Publicado en
octubre 02, 2009
Por Vassilis Alexakis.
Al regresar a casa cierta tarde de agosto, comuniqué eufóricamente a mi esposa Héléne:
—Conocí a una inglesa encantadora.
—¿De veras? ¿Dónde?
—En el Metro. Me preguntó cómo ir a las catacumbas.
—¿Y por qué te lo preguntó precisamente a ti?
—Es que traía en la solapa uno de esos distintivos que dicen: "Hablo inglés". *Hoy fue el primer día que me lo puse.
—¿Y charlaste con ella mucho tiempo? —preguntó mi esposa como de paso.
—Sí... En realidad, la llevé a las catacumbas, pues temía que no encontrase la entrada. Y estando ya allí, decidí visitarlas. Héléne se sonrojó ligeramente.
—Pensaste que no sabría salir por sí sola, ¿verdad?
—Confesaré que me agradó mucho su conversación. Es muy culta; me contó un montón de cosas de la historia de París.
—¡No tolero a la gente que se jacta de sus conocimientos!
—No. No era pedante. Era una de esas personas que, aunque tienen mucho que decir, también saben escuchar.
—¿Y tanto conoces tú de las catacumbas?
Nos hallábamos sentados en la sala. En la mesa de centro, situada entre ambos, había una cajita de porcelana que Héléne comenzó a abrir y a cerrar con nerviosismo.

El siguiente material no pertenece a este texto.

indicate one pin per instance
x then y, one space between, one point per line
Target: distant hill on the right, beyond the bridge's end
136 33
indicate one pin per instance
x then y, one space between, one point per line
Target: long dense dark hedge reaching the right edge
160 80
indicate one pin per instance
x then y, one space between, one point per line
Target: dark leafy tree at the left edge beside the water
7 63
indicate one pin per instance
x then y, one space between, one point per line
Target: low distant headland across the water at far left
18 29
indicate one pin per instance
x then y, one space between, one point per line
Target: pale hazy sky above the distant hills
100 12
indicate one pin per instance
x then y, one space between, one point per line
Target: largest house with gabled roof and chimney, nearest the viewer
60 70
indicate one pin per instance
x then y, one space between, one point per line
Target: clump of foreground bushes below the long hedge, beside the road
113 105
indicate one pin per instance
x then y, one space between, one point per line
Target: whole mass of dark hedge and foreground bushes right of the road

—Me figuro que luego fueron a tomar un trago.
—Sí, era muy ocurrente. Hizo algunos comentarios de los parisienses que me provocaron carcajadas.
—Los parisienses, en mi opinión son unos desgraciados —apuntó, Héléne, que no dejaba de abrir y cerrar la cajita
—Y no le hallo ninguna gracia a vivir en esta ciudad tan contaminada y tan ruidosa.
—Te aseguro que lo que decía esa mujer carecía de malicia. Por el contrario, parecía muy sensible. Hasta le dio un billete de 50 francos a un guitarrista famélico.
—Lo haría sin darse cuenta. Yo también confundo a veces los billetes cuando estoy en otro país.
Durante unos momentos permanecí callado. Me inhibía aquella actitud tan negativa. Pero Héléne reanudó la conversación.
—¿Qué hiciste entonces, si es que puedo saberlo?
—La acompañé a su hotel. Estaba tan cansada que tuve que tomarla del brazo y la cintura para ayudarla a andar.
Se oyó un chasquido seco. Había cerrado de golpe la cajita y la había roto.
—Te aseguro, querida, que estaba realmente agotada, lo cual es natural en una mujer de su edad.
—¿De qué edad?
—¿No te lo dije antes? Tendría por lo menos unos 70 años.
Mi mujer me clavó los ojos llenos de perplejidad.
—No todas las inglesas que vienen a París tienen 20 años —agregué con suavidad.
Una débil sonrisa se dibujó en sus labios al decirme con gran dulzura:
—Querido, deberías haberla invitado a cenar en casa. Me habría encantado conocer a una mujer culta y sencilla que sabe escuchar y que es alegre y sensible. ¡No comprendo cómo no se te ocurrió!
*
La sección de transportes de la municipalidad de París, y otros servicios, distribuyen desde el verano de 1977 a los habitantes de la ciudad que lo soliciten unos cartelitos que indican, según sea el caso, "I speak English", "Hablo español", "Parlo italiano", etcétera.